Task 1 – Import required libraries

In [None]:
import numpy as np
import matplotlib.pyplot as plt
import pandas as pd
import random
import seaborn as sns

Task 2 – Generate random data for the social media data

In [None]:
periods_long = 500

categories = ["Food", "Travel", "Fashion", "Fitness", "Music", "Culture", "Family", "Health"]

data = {
    "Date": pd.date_range(start='2023-01-01', periods=periods_long),
    "Category": [random.choice(categories) for _ in range(periods_long)],
    "Likes": np.random.randint(0, 10000, size=periods_long),
}

Task 3 – Load the data into a Pandas DataFrame and Explore the data

In [None]:
data = pd.DataFrame(data)
data.head()

In [None]:
data.info()

In [None]:
data.describe()

In [None]:
data["Category"].value_counts()

Task 4 – Clean the data

In [None]:
# check for missing values
data.isnull().sum()

In [None]:
# check for duplicates
data.duplicated().sum()

In [None]:
data.info()

In [None]:
data['Date'] = pd.to_datetime(data['Date'])
data['Likes'] = data['Likes'].astype(int)

In [None]:
data.info()

In [None]:
data.head()

Task 5– Visualize and Analyze the data

In [None]:
# histogram of likes
plt.figure(figsize=(12, 6))
sns.histplot(data['Likes'], kde=True)
plt.title('Distribution of Likes')
plt.xlabel('Likes')
plt.ylabel('Frequency')
plt.show()

In [None]:
# boxplot of likes and categories
plt.figure(figsize=(12, 6))
sns.boxplot(x='Category', y='Likes', data=data)
plt.title('Likes by Category')
plt.xlabel('Category')
plt.ylabel('Likes')
plt.show()

In [None]:
data['Likes'].mean()

In [None]:
# mean likes of each category
data.groupby('Category')['Likes'].mean()

Describe Conclusion

In conclusion, this jupyter notebook successfully creates a data analysis pipeline for a hypothetical social media dataset. It begins by importing necessary libraries, then generates random data for the dataset. The data is then loaded into a pandas DataFrame for exploration and cleaning. The script checks for missing values and duplicates, and ensures the data types are correct for each column.
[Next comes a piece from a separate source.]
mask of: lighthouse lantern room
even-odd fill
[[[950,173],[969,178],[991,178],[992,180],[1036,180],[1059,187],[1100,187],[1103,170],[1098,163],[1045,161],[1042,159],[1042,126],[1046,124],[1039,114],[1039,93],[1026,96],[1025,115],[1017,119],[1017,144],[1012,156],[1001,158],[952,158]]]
The data is then visualized using histograms and boxplots, providing insights into the distribution of 'Likes' and the relationship between 'Category' and 'Likes'. The script also calculates the mean 'Likes' for the entire dataset and for each category.

This script provides a solid foundation for any further analysis or machine learning tasks. Future work could include more sophisticated data cleaning and preprocessing steps, more in-depth exploratory data analysis, and the application of machine learning algorithms to predict 'Likes' based on 'Category' or other features.